The minister’s remarks answered the calls by local economists who urged the government to set up a certain national strategy to make the economic sectors and the people ready for war when it takes place. They said time is running fast, blaming the government for its lack of producing a clear policy in its dealing with Iraqi affairs.
“No one can forecast when the Americans will launch their war on Iraq,” said economist Ibrahim Seif. “But the government can easily carry out a contingency plan to lessen the war’s repercussions on the economy before it breaks out.”
Seif told The Star the government must empower a special team of ministers and experts to conduct studies on the possible ways to guide the economy during wartime.
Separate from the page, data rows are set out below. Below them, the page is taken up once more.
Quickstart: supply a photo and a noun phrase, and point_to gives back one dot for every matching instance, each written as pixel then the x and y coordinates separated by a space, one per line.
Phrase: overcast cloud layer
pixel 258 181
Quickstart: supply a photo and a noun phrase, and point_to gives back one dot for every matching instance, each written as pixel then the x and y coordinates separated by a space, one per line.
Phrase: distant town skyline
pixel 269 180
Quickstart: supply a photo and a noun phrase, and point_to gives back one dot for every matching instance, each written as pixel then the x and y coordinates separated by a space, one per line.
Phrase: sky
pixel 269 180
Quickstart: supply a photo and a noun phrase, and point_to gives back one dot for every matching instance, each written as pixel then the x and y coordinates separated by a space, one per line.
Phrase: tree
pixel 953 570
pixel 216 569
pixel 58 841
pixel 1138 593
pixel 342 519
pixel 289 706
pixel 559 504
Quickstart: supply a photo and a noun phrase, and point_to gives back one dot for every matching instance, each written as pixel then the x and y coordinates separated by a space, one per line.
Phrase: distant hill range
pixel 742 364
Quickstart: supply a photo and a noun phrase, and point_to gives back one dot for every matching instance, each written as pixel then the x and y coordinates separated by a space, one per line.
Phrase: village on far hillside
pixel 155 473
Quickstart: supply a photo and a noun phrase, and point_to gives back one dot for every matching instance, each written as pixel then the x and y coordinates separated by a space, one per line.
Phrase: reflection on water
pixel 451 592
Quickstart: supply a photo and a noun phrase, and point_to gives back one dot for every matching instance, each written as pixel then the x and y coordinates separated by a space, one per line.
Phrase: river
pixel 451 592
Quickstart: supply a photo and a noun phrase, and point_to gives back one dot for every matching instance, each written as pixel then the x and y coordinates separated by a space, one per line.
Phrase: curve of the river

Oil is on the top of the agenda for Jordanians. The Kingdom receives its oil supplies through thousands of tankers crossing the borders with Iraq. Seif predicted the flow of these oil tankers won’t stop, even if the US starts bombing Iraq from the air.
He takes the 1991 Gulf War as an example, when Iraq maintained its oil supplies to the Kingdom at the time the US-led coalition attacked Iraq from the south.
“It is true war conditions are much different this time,” said Seif. “But everybody knows Jordan has nothing to do with the war on Iraq.”
A long-term halt in oil supplies also means doom for many industries. With tourism already stalled, many experts predict Jordan’s trade with Iraq would be hindered, forcing the local economy to lose more than $700 million in mutual trade.
Economists predict inflation will rise this year, in view of the economic implications of the war on Iraq. The inflation rate is estimated for 2002 at 3.7 percent.
Asked if post-war Iraq will maintain its good trade relations with Jordan, Seif said Jordan and Iraq uphold historic strong relations that make each party dependent on the other.
“Jordan will have to take advantage in different ways,” he pointed out. “Soon after the war ends, the Iraqis will be in need of economic, financial and construction support to rebuild their country. Jordan has all these potentials to employ its expertise in that regard.”
Al Tawil, meanwhile, stressed war repercussions on Jordan can’t be fixed overnight. “A war on Iraq will definitely affect all of its neighboring countries. Our problem is only with oil. The shorter the war will be, the better,” he said.